There is an intriguing feminist statement contained in this post-feminist reimagining of 19th century America. During Famke’s short life, she is literally mythologized in Albert’s paintings, many of which are recreations of mythical scenes. Willfully, she becomes both muse and myth. Halfway in, however, the roles reverse and Famke, dressed as a man, becomes not just the objectified but the objectifier, reworking for pocket money the paintings left behind by Albert as he visited boomtown after boomtown. As she takes up the artist role, however, Famke paints herself (as a woman). In so doing, Famke becomes her own muse.

This motif is reinforced by the “treatment” for tuberculosis that her doctor and admirer — who privately thinks of Famke as “Ophelia” — prescribes: numerous masturbation sessions with the aid of what must be the precursor to the modern vibrator. (“It is another means of flushing,” he tell her.) How Famke loves this wonder of medical innovations.

Which brings me to the irksome wink-wink nature of some of Cokal’s inside jokes with the reader. Cokal’s style is, overall, charming and wonderfully engaging. Few literary pyrotechnics here, and the story is better for it. But, come on, can we just say it? Crotch. Groin. Cunt. There, some alternatives for the “Down There” that Cokal too liberally employs throughout the novel, most often when Famke smirks at the art world’s denial that women grow hair “Down There” (tee hee), instead depicting naked women with fictitious Brazilian waxes. Quite right, my dear Famke. But as she indicts the art world’s denial of pubes, shouldn’t Famke indict herself for using a euphemism for said pubes? You can’t have it both ways.
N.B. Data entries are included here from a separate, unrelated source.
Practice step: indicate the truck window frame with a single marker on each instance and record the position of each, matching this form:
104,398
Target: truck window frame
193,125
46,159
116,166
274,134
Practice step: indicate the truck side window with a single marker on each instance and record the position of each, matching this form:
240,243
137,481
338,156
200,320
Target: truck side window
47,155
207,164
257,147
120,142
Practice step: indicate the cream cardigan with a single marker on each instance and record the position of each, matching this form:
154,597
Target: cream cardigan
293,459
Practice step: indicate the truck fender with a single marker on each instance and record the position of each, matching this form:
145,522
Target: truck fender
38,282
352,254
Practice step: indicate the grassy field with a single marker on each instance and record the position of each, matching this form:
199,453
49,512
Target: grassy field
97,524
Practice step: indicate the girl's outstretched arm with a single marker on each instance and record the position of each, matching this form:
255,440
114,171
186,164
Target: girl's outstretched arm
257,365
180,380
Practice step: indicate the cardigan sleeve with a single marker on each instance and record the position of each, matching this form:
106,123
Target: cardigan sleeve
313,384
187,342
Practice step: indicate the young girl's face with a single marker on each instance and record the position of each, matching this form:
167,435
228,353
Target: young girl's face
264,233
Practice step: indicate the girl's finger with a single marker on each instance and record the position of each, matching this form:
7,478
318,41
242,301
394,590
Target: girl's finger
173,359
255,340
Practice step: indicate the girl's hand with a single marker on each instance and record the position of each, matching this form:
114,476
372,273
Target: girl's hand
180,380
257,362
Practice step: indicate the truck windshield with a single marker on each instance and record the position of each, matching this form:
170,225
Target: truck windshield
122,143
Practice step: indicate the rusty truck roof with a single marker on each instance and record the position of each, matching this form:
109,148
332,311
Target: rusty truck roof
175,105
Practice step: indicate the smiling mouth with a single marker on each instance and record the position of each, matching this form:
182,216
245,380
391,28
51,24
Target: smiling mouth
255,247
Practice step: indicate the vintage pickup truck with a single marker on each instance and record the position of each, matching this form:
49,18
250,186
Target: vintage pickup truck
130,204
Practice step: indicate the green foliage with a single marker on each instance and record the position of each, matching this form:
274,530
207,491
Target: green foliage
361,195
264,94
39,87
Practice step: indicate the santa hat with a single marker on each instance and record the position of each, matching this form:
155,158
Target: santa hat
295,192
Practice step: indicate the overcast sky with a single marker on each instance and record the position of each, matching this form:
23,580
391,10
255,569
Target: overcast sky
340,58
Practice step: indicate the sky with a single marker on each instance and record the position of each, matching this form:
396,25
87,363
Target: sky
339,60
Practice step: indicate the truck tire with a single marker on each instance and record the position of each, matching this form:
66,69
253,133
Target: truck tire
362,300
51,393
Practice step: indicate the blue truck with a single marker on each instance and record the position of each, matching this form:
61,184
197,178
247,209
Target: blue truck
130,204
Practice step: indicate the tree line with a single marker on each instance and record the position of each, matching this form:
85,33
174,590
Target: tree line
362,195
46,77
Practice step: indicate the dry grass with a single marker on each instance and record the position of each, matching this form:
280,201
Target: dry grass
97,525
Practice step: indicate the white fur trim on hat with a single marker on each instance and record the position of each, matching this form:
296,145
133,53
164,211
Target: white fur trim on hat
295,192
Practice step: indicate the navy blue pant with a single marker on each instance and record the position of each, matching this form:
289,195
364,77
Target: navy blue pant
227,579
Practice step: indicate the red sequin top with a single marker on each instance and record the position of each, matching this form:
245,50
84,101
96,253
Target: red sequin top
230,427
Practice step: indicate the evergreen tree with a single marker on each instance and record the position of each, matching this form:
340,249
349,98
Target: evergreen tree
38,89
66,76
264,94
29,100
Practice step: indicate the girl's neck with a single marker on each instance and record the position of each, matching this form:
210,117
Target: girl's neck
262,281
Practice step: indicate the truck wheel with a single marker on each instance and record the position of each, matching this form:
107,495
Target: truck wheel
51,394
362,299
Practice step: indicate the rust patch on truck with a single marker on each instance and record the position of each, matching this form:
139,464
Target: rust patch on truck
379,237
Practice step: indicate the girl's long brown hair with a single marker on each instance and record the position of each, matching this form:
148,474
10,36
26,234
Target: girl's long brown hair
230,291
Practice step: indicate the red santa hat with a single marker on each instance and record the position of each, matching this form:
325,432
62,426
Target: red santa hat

Cokal frames her novel with a related prologue and epilogue twenty-odd years beyond the time period of the narrative. From the first five pages, the reader knows that Famke ends up dead, her young body preserved by a posse of admiring men in an upright glass coffin full of alcohol or something. (I’m giving nothing away.) After playing the role of immortals in myth, Famke achieves her own sort of immortality. Even as she redefined the notions of myth and muse while inhabiting them in life, she ends up with her image ultimately, and literally, assembled and preserved by men. Through not-so-subtle dialogue and a description of the preserved corpse, Cokal ensures that these men are seen as fools, and we are left with an image of a pretty dead thing caged behind glass. Is this not fucked-up?, Cokal seems to ask, then answers: Yes. Yes, it is.